Crinkle Cookies

These have to be Santa’s favorite cookies.  They are so incredibly good. It’s like a cookie and a brownie made a baby and then rolled it in powder sugar. They taste like the best of the brownie, you know that chewy top layer that’s all shiny. They are an absolute hit in my house and I know they will be in yours. 

I modified this recipe from America’s Test Kitchen. I just used what I had on hand and they still turned out pretty delicious. I made mine a little under baked because I like my cookie gooey. I also use salted butter, I know every recipe tells you to use unsalted butter because you never know how salty it’ll make your recipe. But my thought is that if you use your normal brand of butter anyway all it will do is enhance the flavor of whatever you’re trying to make.
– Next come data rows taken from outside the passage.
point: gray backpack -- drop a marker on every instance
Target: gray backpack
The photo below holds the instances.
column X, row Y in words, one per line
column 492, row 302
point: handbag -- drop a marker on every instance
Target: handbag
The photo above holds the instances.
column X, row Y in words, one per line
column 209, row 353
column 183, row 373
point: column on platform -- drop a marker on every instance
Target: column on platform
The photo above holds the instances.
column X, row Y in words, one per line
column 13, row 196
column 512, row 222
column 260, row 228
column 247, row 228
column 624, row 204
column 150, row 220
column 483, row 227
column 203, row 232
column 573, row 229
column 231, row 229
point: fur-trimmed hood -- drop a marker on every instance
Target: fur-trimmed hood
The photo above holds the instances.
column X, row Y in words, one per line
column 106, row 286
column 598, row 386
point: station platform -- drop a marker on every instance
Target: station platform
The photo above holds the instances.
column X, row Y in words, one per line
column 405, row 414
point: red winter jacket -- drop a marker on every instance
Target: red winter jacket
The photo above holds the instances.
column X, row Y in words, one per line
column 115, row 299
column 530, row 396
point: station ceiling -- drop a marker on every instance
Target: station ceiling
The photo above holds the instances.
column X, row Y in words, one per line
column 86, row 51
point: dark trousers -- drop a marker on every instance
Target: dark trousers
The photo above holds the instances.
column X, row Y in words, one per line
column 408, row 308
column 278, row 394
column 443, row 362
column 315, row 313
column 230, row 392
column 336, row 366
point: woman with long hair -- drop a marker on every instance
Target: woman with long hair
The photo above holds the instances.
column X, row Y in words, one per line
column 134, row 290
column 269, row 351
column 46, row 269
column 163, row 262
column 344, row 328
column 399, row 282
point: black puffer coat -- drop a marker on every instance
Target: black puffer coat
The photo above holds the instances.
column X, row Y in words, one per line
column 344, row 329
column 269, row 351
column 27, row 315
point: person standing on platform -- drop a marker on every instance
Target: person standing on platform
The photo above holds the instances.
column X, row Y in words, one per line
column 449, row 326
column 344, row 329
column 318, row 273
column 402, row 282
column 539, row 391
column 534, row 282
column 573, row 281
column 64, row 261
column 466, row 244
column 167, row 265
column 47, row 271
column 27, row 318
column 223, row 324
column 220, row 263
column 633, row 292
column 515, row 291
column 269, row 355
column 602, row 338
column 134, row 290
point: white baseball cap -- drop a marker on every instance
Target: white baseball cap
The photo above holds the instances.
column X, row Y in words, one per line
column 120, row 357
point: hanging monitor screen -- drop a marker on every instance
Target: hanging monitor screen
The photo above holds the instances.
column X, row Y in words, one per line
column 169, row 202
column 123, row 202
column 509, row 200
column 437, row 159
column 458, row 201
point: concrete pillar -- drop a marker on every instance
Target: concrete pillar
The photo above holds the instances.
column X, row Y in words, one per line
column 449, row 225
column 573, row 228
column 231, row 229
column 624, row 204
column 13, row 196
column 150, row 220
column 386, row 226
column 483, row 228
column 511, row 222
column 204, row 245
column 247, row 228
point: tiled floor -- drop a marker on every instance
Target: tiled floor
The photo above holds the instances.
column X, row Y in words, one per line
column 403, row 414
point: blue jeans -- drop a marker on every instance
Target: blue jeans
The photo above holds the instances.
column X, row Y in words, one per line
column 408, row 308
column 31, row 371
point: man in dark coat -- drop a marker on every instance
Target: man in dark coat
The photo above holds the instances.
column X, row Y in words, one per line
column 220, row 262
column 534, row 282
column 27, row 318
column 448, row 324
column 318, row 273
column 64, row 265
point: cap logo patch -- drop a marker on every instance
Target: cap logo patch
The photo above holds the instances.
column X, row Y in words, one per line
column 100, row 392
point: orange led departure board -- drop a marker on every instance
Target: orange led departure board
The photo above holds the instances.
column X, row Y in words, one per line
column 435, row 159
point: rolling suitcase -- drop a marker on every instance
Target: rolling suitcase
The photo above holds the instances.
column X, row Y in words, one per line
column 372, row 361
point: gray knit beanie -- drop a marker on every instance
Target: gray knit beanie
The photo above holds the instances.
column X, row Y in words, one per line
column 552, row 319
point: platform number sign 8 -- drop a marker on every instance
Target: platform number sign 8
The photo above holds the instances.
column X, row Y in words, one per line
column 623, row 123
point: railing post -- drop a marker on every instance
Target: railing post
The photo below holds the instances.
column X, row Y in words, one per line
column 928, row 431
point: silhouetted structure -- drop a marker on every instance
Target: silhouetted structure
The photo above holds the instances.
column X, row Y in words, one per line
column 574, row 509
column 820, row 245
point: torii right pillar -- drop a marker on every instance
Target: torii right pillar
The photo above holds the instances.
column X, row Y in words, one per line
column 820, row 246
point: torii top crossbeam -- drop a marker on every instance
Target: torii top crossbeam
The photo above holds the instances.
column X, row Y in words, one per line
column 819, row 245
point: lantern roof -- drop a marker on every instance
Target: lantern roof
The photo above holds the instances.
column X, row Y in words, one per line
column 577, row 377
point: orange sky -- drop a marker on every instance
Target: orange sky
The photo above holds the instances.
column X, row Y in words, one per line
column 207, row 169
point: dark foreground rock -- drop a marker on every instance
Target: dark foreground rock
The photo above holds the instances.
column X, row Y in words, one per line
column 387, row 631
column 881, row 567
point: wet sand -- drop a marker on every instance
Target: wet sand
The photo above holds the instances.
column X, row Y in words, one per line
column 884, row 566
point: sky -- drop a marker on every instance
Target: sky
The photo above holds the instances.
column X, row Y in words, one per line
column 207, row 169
Sorry for the short blog post this week. It’s Christmas time and we are busy with all the holiday activities. I’m also trying to get a little mentally organized for the year a head. I have so many new goals and ideas for this blog that I’m really excited for the year to come.

Crinkle Cookies


1cup (5 ounces) all-purpose flour

½ cup (1 1/2 ounces) unsweetened cocoa powder

1 teaspoon baking powder

¼ teaspoon baking soda

½ teaspoon salt

1 ½ cups packed (10 1/2 ounces) brown sugar

3 large eggs

1 teaspoon vanilla extract

4 ounce semi-sweet chocolate chips

4 tablespoons  butter

½ cup (3 1/2 ounces) granulated sugar

½ cup (2 ounces) confectioners’ sugar


Adjust oven rack to middle position and heat oven to 325 degrees. Line 2 baking sheets with parchment paper. Whisk flour, cocoa, baking powder, baking soda, and salt together in bowl.

 Whisk brown sugar, eggs,  and vanilla together in large bowl. Combine chocolate and butter in bowl and microwave at 50 percent power, stirring occasionally, until melted, 2 to 3 minutes.

Whisk chocolate mixture into egg mixture until combined. Fold in flour mixture until no dry streaks remain. Let dough sit at room temperature for 10 minutes.

 Place granulated sugar and confectioners’ sugar in separate shallow dishes. Working with 2 tablespoons dough (or use #30 scoop) at a time, roll into balls. Drop dough balls directly into granulated sugar and roll to coat. Transfer dough balls to confectioners’ sugar and roll to coat evenly. Evenly space dough balls on prepared sheets, 11 per sheet.

Bake cookies, 1 sheet at a time, until puffed and cracked and edges have begun to set but centers are still soft (cookies will look raw between cracks and seem underdone), about 12 minutes, rotating sheet halfway through baking. Let cool completely on sheet before serving.